Scale and grow your text utterance collection, AI chat feedback and Audio Transcription use cases by including smart validators that automatically detect, flag and reject invalid utterances before they can be submitted.
-
Spelling & Grammar and Regex Validation are available for
cml:smart_text
cml:ai_chat_feedback
andcml:audio_transcription
- Language detection, Gibberish detection and Duplicate detection are available for
cml:smart_text
cml:text
andcml:textarea
Note
Smart Validators can be enabled on your Team account. Please reach out to your Customer Success Manager if you are interested in turning this feature on.
Glossary
- Utterance - The piece of text to be collected from the contributor
- Gibberish - The piece of text that is illogical and inconsistent
- Prompt - Data provided to the contributors to give them guidance on what utterances to collect
Smart Validators
Smart validators can be accessed via the graphical editor, or specified in the cml via the code editor. Smart validators can also be used in conjunction with basic validators such as Word count (see this article and this article).

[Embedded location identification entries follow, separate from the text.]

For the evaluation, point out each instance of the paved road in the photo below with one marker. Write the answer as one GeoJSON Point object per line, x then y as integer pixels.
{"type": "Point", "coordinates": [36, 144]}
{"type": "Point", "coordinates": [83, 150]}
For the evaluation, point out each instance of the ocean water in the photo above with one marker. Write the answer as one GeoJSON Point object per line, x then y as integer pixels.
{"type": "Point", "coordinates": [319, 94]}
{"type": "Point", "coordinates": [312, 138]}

Example Job design - Code Editor:
<cml:text label="Sample text field:" validates="required unique:['within_job', 0.8] lang:['en', 0.10] gibberish:[0.10] wordCountMin:8" />
Spelling and Grammar detection
validates="required smart_spelling_and_grammar:['en', 'xx-variety']"
When using Smart Text, Audio Transcription, or AI Chat Feedback in English, you can enable a grammar and spelling check for the input text. Our grammar and spelling check will catch issues with spelling, punctuation, agreement and conjugations.
To add these checks to your job:
- Expand "Smart Validation"
- Under Add Formatting Rule, choose "Spelling & Grammar Detection"
Select the language and the locale you want to target. Click Save and the grammar and spelling validation will be applied to the job. Currently the varieties of English shown in the screenshot below are supported.
- Choosing "Don't suggest any changes based on English variety" will identify only those errors that would be errors in any of the supported varieties of English.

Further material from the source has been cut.